Unconditional love means that you never question behavior, but you accept all behavior. Who wants to live in a relationship where you are treated however someone wants to treat you?

14 COMMENTS

  1. So, are you telling me that by rejecting unconditional love, I can finally stop pretending to enjoy my partner’s awful cooking? Thank you for justifying my culinary standards. Seriously though, a bit more optimism would do wonders for your viewpoint.

  2. What a thought-provoking article! It really challenges the romanticized notion of unconditional love that society often upholds. The distinction made between the unconditional love parents, particularly mothers, have for their children and the conditional love in adult relationships is quite eye-opening. This perspective underscores the importance of maintaining personal boundaries and mutual respect in healthy relationships. Truly, a relationship should be a partnership where both individuals grow together, not a one-sided sacrifice.

  3. The practical issues of unconditional love, such as ignoring harmful behavior, are significant. Relationships require a balance of acceptance and the enforcement of personal boundaries to function healthily.

  4. The exploration of unconditional love and its origins reveals much about our societal expectations of relationships. The idea that unconditional love can negate justice is particularly thought-provoking.

    • The notion that unconditional love can undermine justice and personal growth is crucial. It’s important for individuals to maintain their dignity and not compromise their values for the sake of an unrealistic ideal.

    • Indeed, it seems that unconditional love, in its idealized form, is not feasible in real adult relationships. Respect and mutual understanding should always be prioritized.

  5. I couldn’t agree more with the insights shared in this article. The idea that unconditional love could potentially enable destructive behaviors in a relationship is a crucial point that many overlook. It’s refreshing to see an emphasis on the importance of self-respect and boundaries, which are essential for a fulfilling and balanced relationship. This article eloquently debunks the myth of unconditional love in adult partnerships and highlights the necessity of mutual respect and understanding for a truly healthy and happy relationship.

  6. The historical perspective on unconditional love, as introduced by Erich Fromm, is quite enlightening. It underscores the difference between maternal love and romantic relationships, emphasizing the necessity of expectations and mutual respect in the latter.

  7. The argument that unconditional love can lead to self-sacrifice and potentially abusive dynamics is compelling. It’s important that both partners in a relationship maintain their values and set clear boundaries to ensure a healthy and respectful partnership.

  8. I find your perspective on unconditional love quite illuminating and, frankly, a bit harsh. While it’s true that boundaries are fundamental in any relationship, suggesting that unconditional love is entirely unattainable seems overly cynical. Could we not argue that striving for such an ideal brings out the best in us, even if we fall short?

  9. Indeed, the concept of unconditional love presented here lacks both pragmatic and philosophical substance.
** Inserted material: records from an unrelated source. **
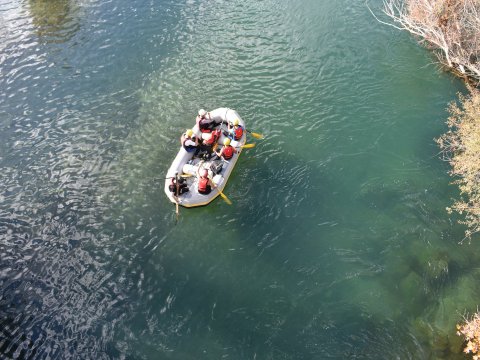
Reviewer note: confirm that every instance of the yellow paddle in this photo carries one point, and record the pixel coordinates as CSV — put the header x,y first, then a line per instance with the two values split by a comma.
x,y
247,146
255,135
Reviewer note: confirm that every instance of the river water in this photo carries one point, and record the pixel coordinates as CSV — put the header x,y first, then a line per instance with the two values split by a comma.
x,y
337,244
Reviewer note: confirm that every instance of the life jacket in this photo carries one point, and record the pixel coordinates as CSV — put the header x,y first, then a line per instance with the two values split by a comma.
x,y
227,152
172,187
202,185
237,132
214,138
205,124
189,148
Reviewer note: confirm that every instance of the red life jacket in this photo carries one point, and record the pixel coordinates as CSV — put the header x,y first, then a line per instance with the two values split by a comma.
x,y
205,125
227,152
238,132
202,184
214,138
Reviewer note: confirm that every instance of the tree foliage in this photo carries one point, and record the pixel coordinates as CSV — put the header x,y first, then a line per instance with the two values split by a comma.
x,y
450,27
470,330
461,148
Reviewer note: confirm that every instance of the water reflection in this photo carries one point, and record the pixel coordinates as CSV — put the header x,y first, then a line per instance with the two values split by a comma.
x,y
54,20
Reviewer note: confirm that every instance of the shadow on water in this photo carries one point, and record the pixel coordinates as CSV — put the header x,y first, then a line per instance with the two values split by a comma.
x,y
55,21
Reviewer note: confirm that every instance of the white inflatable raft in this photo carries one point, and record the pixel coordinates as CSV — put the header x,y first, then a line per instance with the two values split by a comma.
x,y
188,164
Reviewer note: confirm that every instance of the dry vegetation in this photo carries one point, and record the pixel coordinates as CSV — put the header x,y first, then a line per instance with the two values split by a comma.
x,y
451,28
470,330
461,147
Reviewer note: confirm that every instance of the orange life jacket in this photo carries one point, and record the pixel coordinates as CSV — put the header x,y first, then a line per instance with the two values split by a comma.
x,y
227,152
202,184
Erich Fromm’s interpretation holds a specific context and has been subject to extensive debate in psychological circles. A more nuanced understanding would recognize the gradations and complexities in human emotional connections.
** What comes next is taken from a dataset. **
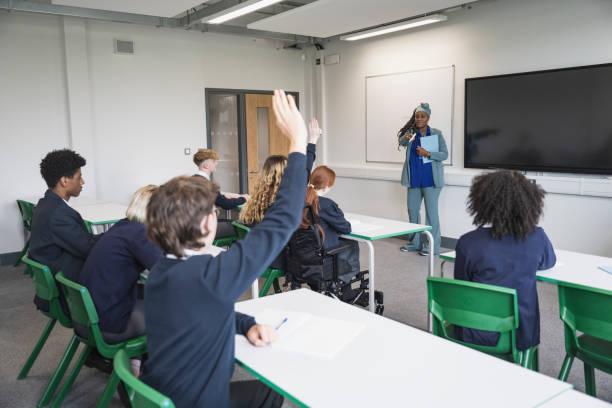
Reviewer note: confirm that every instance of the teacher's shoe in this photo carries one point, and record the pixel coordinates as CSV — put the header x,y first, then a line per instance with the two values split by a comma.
x,y
409,247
  10. This article is utterly pessimistic. You’re basically saying love is conditional and transactional. How disheartening! The notion that we should always be prepared for conflict and betrayal makes relationships sound like a battleground.

  11. Your argument is logically sound but fundamentally flawed. Unconditional love doesn’t mean accepting abusive behavior; it means loving someone despite their flaws while also having the strength to leave when necessary. It’s not black and white.

  12. The concept of unconditional love in adult relationships is indeed perplexing. While it’s easy to romanticize the idea, the practical implications seem troubling. Relationships thrive on mutual respect and boundaries, which are essential for personal well-being.